Investing in Gold by Allen Rowe: Coins rejected in circulation, prized by collectors |

Investing in Gold by Allen Rowe: Coins rejected in circulation, prized by collectors

Allen Rowe
For the Nevada Appeal

Many can remember when the Susan B. Anthony (SBA) dollar debuted in 1979. The coin was about the same size as a quarter, had the same color, and what most would describe as an ugly design, plus it was easy to mistakenly pass out as a quarter if not focused on their change. With waning popularity and people grumbling that it was too confusingly close to the size of a quarter the coin was quickly discontinued in 1981.

Most of the 1979 issues were put out into the real world to circulate, by 1980 very few wanted to get the new dollar coin and by 1981 none that were minted were released to general circulation. Revived in 1999 for a short run before the Sacagaweas and presidential dollars the SBA was a miserable failure.

Interestingly enough, the SBA had a predecessor of similar disgust in the 1800s.

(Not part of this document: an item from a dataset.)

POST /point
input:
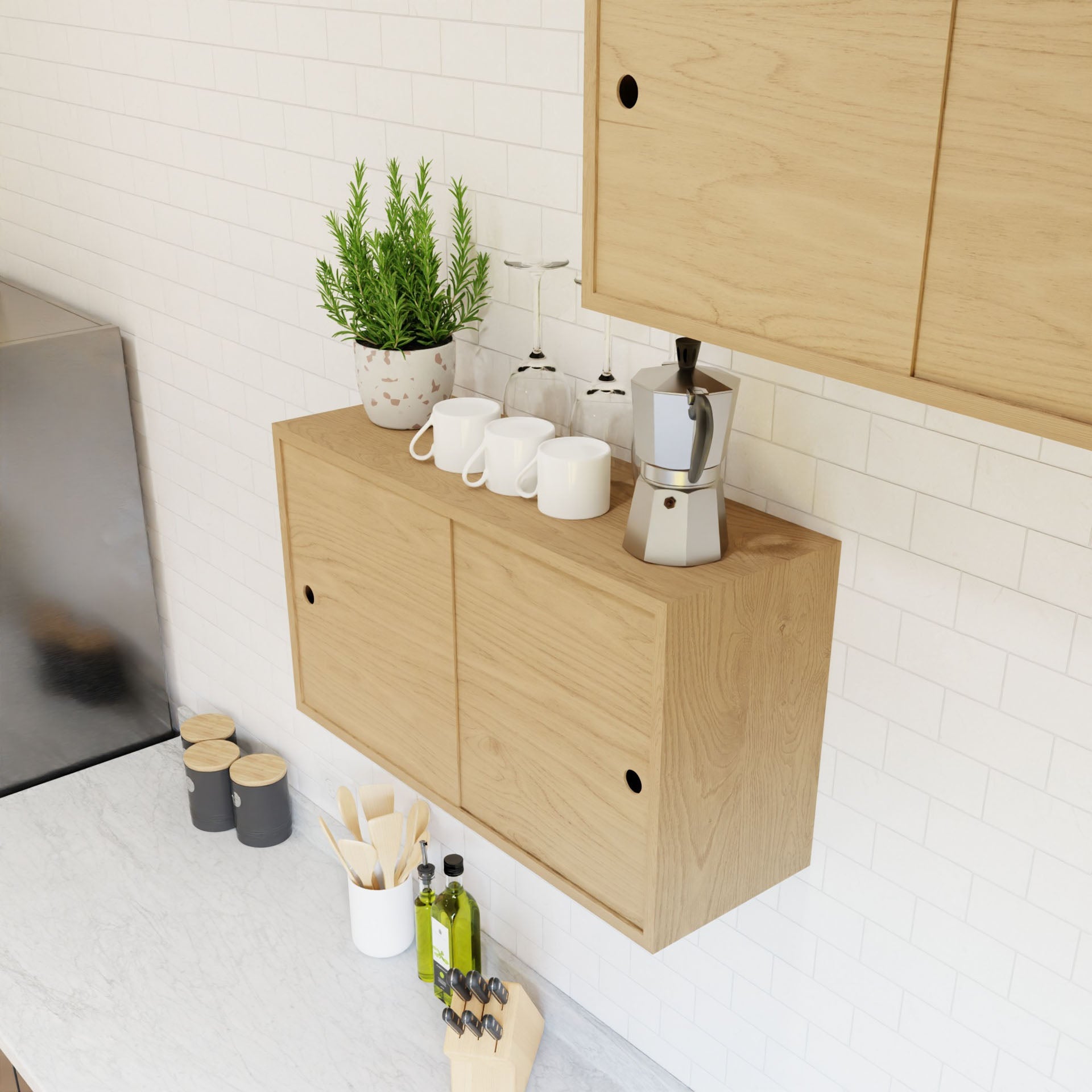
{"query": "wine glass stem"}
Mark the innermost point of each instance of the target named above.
(537, 348)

With a lack of change circulating, the U.S. mint tried a number of new denominations to help in change making. The shortest lived was the 20-cent piece. Born in 1875 it was only struck for circulation until 1876. Then the next two years saw proof strikes for collectors only.

The coin’s diameter was very close and the obverse design was nearly identical to that of a quarter.

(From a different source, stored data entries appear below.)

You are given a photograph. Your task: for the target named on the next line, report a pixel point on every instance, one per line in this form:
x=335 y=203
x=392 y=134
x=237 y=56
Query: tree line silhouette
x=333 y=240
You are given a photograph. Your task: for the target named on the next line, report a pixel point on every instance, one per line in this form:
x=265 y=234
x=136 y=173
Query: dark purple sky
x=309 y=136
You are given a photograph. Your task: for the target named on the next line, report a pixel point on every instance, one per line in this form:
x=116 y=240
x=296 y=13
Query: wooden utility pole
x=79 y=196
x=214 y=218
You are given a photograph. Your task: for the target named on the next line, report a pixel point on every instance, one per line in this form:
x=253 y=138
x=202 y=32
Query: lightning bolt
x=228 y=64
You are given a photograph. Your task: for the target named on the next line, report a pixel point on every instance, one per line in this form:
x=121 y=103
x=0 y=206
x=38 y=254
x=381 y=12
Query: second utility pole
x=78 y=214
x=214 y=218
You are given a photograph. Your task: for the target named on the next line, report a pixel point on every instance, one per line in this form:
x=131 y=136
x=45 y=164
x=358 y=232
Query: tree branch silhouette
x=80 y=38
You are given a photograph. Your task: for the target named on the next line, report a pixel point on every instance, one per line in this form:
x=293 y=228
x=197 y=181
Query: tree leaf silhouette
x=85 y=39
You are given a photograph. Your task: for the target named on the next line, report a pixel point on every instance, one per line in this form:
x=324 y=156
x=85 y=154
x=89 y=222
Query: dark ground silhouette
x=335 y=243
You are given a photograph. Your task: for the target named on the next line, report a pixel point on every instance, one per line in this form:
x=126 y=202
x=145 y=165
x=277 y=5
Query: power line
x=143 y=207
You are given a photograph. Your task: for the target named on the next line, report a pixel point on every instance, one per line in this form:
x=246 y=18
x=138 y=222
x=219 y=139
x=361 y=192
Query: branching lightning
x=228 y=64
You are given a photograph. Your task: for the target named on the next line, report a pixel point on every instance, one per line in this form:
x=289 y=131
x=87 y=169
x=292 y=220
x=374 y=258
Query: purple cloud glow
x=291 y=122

Consequently people hated the coin and very few were struck. Three mints produced the 20-cent coin. Philadelphia in all four years, Carson City in 1875 and 1876, and San Francisco in 1875 only. San Francisco produced the most coins by minting more than 1.1 million in 1875. Philadelphia produced them for four years, but still made fewer than 53,000. Carson City struck just over 143,000, but of the 10,000 struck in 1876, most were melted.

If one is looking to obtain a 20-cent coin, it can be done starting at about $100. But if you wanted to complete a set of these cast-offs from the 1800s be prepared to spend a few dollars.

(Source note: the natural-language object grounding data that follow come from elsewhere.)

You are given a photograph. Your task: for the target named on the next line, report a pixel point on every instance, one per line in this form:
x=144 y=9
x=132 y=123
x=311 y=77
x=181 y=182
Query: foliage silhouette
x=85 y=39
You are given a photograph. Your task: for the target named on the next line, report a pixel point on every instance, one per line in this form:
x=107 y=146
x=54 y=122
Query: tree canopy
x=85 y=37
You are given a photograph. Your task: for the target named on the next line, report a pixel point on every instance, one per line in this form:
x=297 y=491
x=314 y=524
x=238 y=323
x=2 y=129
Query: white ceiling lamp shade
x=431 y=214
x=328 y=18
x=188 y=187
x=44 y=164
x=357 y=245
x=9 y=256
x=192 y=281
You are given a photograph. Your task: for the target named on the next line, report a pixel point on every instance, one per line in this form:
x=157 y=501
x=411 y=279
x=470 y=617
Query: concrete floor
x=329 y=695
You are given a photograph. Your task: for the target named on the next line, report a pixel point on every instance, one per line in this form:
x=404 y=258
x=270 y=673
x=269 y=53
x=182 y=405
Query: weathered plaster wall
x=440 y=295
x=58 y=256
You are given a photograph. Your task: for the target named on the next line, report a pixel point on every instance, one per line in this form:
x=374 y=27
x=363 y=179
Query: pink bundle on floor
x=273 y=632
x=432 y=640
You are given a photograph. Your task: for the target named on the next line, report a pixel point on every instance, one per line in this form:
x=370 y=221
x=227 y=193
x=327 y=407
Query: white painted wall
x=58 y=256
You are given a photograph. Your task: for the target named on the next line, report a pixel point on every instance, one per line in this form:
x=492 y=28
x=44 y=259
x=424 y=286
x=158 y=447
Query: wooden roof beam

The Philadelphia 1875 and 1876 coins start at about $200, but the 1877 and 1878 coins totaled less than 1,000 pieces and will set you back anywhere from $3,000 and up.

San Francisco coins are obviously the easiest and start at about $100. Carson City coins are where things get expensive. The 1875-CC is not too expensive and starts at about $300, but the 1876-CC has become legendary.

With the 20-cent pieces being chided as a mistake, the mint ordered Carson City to destroy what coins they had not released to the public. So, even though 10,000 coins were struck, most ended up in the melting pot. Today it is estimated that only about 15 pieces are known to exist. Most of the coins known were pieces that had been sent back east for assay. Only a couple are believed to have made it into circulation and finding one would be any collectors dream. But with the 1876-CC coins starting in the six figure range it could pay to look for one.

• Allen Rowe is the owner of Northern Nevada Coin in Carson City.